NEWS

India: Peaceful protest becomes persona non grata
After police used tear gas and batons to stop a celebrity on hunger strike, what hope is there for non-violent protest in India? Leo Mirani reports
09 Jun 11

Baba Ramdev

After police used tear gas and batons to stop a celebrity on hunger strike, what hope is there for non-violent protest in India? Leo Mirani reports.


“It is in the nature of things that if you start a circus, sooner or later the clowns will arrive,” wrote Manu Joseph, in the New York Times this week. Never has a metaphor been more apt.

Filling the void left by a struggling opposition party, public discourse in India has been hijacked by the antics of Baba Ramdev, a television yoga guru credited with reintroducing the practice to millions of viewers. The guru, dubbed the Yoganator by the Wall Street Journal, wants the government to do something about corruption. The government has been hit by numerous corruption scandals over the last year, including the shambles of the Commonwealth Games and the cut-price allocation of mobile telephony spectrum that cost the public purse billions of dollars in lost payments.

Baba Ramdev’s wants the Indian rupee be re-valued so that it is worth 50 US dollars (a reversal of its present value) and that rupee notes in large denominations be outlawed, supposedly to make it harder to give and receive bribes.

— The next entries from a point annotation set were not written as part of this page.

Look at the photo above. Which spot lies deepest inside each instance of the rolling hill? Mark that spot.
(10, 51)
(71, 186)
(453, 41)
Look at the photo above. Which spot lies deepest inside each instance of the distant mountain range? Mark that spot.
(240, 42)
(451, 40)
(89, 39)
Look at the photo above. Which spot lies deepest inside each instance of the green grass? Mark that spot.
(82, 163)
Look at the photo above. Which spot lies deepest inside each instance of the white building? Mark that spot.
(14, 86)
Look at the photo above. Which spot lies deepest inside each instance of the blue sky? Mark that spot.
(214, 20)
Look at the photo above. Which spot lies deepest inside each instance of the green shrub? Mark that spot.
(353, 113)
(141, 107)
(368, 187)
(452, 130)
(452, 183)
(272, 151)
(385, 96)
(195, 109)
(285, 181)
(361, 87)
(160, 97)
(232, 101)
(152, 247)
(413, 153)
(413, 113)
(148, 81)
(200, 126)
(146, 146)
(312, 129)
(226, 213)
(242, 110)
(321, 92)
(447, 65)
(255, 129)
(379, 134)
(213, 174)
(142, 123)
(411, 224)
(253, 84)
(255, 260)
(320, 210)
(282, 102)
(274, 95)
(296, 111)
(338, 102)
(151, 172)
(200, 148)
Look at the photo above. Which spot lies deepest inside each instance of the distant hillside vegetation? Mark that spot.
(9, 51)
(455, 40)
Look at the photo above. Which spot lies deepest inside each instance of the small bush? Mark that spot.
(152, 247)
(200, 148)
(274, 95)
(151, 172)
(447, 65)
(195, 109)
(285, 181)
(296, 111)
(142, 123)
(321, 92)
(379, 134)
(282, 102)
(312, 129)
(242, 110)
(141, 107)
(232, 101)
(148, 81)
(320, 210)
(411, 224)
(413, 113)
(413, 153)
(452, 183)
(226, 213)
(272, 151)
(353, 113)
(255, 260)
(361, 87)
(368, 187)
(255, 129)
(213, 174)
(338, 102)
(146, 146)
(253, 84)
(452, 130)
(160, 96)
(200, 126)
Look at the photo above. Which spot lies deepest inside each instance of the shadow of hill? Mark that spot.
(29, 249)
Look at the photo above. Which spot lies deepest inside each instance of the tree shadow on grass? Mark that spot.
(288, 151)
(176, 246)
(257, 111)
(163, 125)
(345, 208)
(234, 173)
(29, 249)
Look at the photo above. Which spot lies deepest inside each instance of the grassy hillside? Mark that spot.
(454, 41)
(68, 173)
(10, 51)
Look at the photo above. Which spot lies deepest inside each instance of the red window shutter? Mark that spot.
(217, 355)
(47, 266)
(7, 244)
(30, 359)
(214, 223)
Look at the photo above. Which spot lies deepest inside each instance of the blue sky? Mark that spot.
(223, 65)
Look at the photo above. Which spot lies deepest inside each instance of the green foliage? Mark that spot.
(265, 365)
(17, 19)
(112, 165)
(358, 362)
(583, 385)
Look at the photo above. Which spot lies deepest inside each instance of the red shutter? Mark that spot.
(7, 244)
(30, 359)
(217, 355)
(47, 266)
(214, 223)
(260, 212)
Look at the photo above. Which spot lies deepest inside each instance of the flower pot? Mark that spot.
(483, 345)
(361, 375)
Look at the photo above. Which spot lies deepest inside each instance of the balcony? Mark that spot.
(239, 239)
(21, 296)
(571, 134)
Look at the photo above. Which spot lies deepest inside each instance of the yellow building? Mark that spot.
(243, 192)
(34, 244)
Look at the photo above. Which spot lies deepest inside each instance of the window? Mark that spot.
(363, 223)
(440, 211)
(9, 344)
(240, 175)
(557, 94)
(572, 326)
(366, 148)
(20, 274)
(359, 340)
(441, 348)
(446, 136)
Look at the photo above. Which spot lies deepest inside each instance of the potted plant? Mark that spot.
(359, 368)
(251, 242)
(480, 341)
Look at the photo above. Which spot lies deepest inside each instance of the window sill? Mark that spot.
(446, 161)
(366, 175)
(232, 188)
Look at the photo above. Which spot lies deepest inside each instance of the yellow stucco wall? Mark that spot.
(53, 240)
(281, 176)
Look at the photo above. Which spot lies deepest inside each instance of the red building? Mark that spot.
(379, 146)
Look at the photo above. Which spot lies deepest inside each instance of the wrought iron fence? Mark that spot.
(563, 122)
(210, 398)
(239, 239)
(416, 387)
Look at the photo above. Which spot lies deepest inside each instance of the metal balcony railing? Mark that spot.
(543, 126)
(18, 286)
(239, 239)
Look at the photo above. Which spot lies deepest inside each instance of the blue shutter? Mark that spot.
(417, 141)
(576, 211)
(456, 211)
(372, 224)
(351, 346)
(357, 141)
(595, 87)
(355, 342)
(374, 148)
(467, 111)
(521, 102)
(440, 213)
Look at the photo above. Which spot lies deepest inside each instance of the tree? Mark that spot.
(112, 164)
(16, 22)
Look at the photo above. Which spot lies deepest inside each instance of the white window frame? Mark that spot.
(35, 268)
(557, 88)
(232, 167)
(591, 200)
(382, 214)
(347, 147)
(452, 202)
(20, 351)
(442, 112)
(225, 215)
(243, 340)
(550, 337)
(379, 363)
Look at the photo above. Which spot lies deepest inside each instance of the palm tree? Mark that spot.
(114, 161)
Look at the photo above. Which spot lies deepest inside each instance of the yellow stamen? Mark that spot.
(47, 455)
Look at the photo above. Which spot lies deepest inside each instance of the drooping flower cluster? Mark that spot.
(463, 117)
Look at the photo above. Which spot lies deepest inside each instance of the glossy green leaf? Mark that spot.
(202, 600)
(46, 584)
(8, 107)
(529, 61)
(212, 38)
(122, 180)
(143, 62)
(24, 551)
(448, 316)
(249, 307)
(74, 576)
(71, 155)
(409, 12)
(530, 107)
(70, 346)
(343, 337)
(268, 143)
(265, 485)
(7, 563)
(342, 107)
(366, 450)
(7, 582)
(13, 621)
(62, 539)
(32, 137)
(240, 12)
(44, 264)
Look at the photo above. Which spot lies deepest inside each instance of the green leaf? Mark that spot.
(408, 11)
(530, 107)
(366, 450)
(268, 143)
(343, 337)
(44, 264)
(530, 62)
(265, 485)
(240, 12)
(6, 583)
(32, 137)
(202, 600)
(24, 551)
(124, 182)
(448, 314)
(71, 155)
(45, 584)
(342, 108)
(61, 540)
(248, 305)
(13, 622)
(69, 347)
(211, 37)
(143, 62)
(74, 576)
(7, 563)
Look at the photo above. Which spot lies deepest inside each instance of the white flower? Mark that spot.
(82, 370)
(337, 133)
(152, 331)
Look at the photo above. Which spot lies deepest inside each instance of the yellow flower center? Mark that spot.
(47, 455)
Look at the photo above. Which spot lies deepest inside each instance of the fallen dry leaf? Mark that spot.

On Saturday, Baba Ramdev went on hunger strike along with thousands of others in a tent in New Delhi, demanding the government nationalise so-called “black money” and repatriate any cash stashed abroad. In the early hours of Sunday morning, the Delhi police broke up the mass fast. Tear-gas and baton charges were used against a gathering that was peaceful, hungry and, for the most part, asleep. Thirty people were injured in the action.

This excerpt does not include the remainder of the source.